Date of this Version



B. C. Vieira, Herbicide Drift Influence on Amaranthus spp. Herbicide Resistance Evolution. PhD diss., Department of Agronomy & Horticulture, University of Nebraska–Lincoln, 2019.


A DISSERTATION Presented to the Faculty of The Graduate College at the University of Nebraska In Partial Fulfillment of Requirements For the Degree of Doctor of Philosophy, Major: Agronomy & Horticulture (Weed Science), Under the Supervision of Professor Greg R. Kruger. Lincoln, Nebraska: July, 2019.

Copyright (c) 2019 Greg R. Kruger


The adverse consequences of herbicide drift towards sensitive crops have been extensively reported in the literature. However, no information is available on the consequences of herbicide drift onto weed species inhabiting boundaries of agricultural fields. Exposure to herbicide drift could be detrimental to long-term weed management as several weed species have evolved herbicide resistance after recurrent selection with low herbicide rates. Despite the herbicide drift exposure and its potential implications on resistance evolution and weed management, resistance prone weed species such as Palmer amaranth (Amaranthus palmeri) and waterhemp (Amaranthus tuberculatus) are often neglected and not properly managed in agricultural field margins.

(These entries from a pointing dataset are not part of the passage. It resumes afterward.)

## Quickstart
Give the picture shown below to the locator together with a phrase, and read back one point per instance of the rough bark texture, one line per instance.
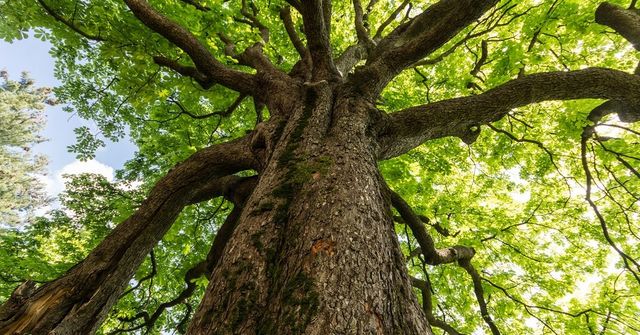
(315, 249)
(78, 302)
(312, 250)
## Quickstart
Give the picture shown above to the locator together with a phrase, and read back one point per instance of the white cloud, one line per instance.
(55, 183)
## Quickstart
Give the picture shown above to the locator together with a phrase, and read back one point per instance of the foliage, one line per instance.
(516, 195)
(21, 119)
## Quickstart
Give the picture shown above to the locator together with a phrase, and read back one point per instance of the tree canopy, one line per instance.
(21, 119)
(512, 140)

The first study of this research investigated the frequency and distribution of glyphosate-resistant Amaranthus spp. in Nebraska. The study also investigated how agronomic practices influenced the occurrence of glyphosate resistance in Amaranthus spp. in Nebraska. While glyphosate resistance was widespread in waterhemp, few glyphosate-resistant Palmer amaranth populations were reported in Nebraska. Weed species, geographic region within the state, and current crop were the most important factors predicting the occurrence of glyphosate resistance in fields infested with Amaranthus spp. in Nebraska. Moreover, glyphosate resistance was widespread in waterhemp populations collected on field borders and ditches.

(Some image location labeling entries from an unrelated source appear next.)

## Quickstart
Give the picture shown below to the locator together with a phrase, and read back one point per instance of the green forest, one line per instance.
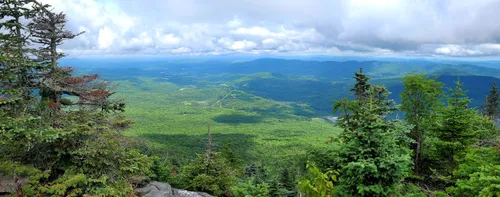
(261, 128)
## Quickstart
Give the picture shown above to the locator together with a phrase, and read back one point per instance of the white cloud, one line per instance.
(361, 27)
(243, 45)
(105, 38)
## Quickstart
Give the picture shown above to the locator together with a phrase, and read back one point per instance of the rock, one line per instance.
(159, 189)
(184, 193)
(155, 189)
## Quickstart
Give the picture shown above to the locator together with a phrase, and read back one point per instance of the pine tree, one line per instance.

The second study investigated the near-field deposition of glyphosate, 2,4-D, and dicamba spray drift from applications with two different nozzles in a low-speed wind tunnel, and their impact on Palmer amaranth and waterhemp growth and development. Herbicide drift was influenced by nozzle design and resulted in Amaranthus spp. biomass reduction or complete plant mortality. Herbicide drift can expose weeds inhabiting field margins to herbicide rates previously reported to select for herbicide-resistant biotypes.

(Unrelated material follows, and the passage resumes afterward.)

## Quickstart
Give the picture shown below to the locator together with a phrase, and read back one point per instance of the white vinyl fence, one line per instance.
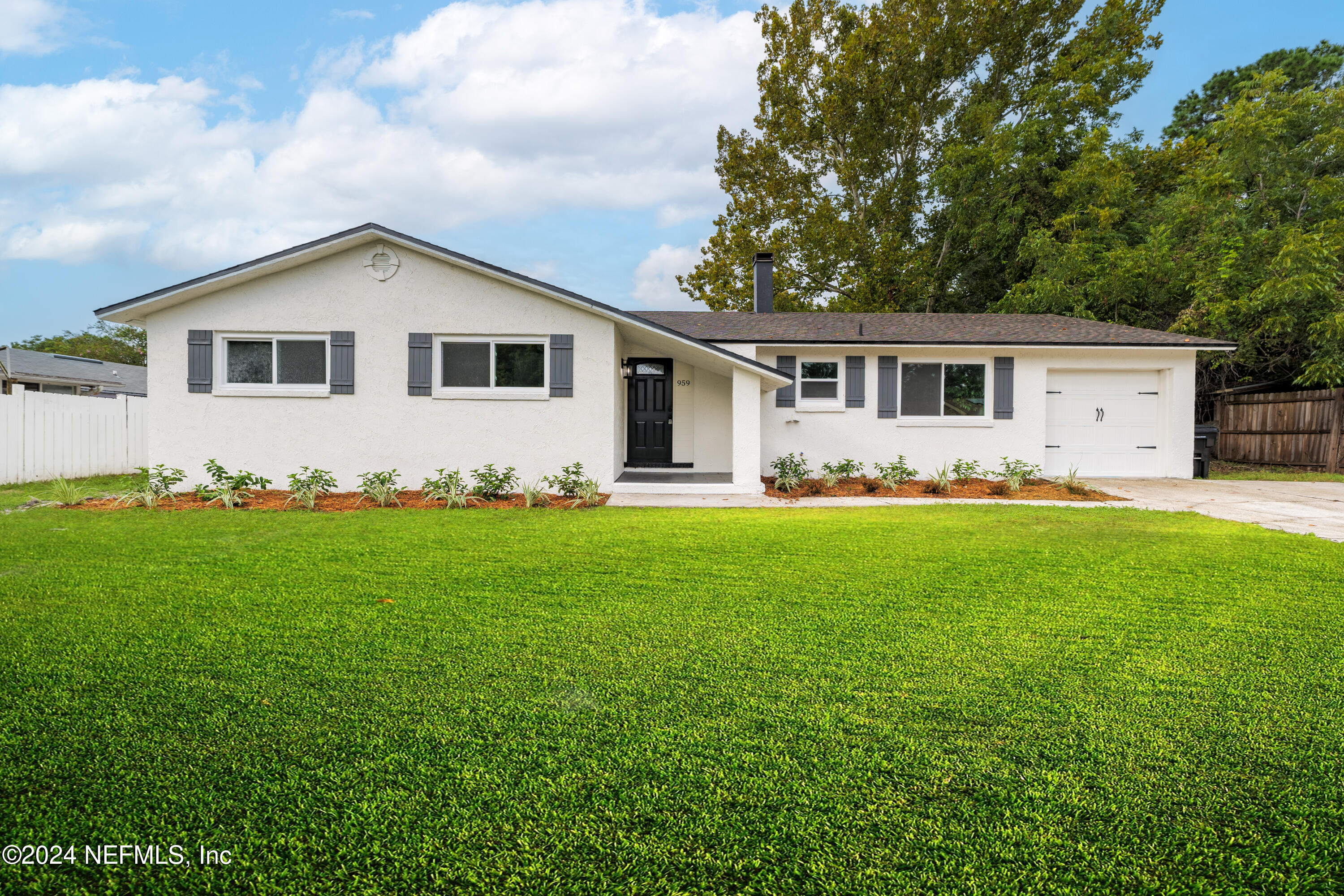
(45, 436)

The third study investigated if recurrent selection with glyphosate, 2,4-D, and dicamba spray drift could select for Amaranthus spp. biotypes with reduced herbicide-susceptibility over two generations. The study results confirmed that herbicide drift towards field margins can rapidly select for weed biotypes with reduced herbicide sensitivity. Preventing the establishment of resistance prone weeds on field margins is an important management strategy to delay herbicide resistance. Weed management programs should consider strategies to mitigate near-field spray drift, and suppress weed populations on field borders.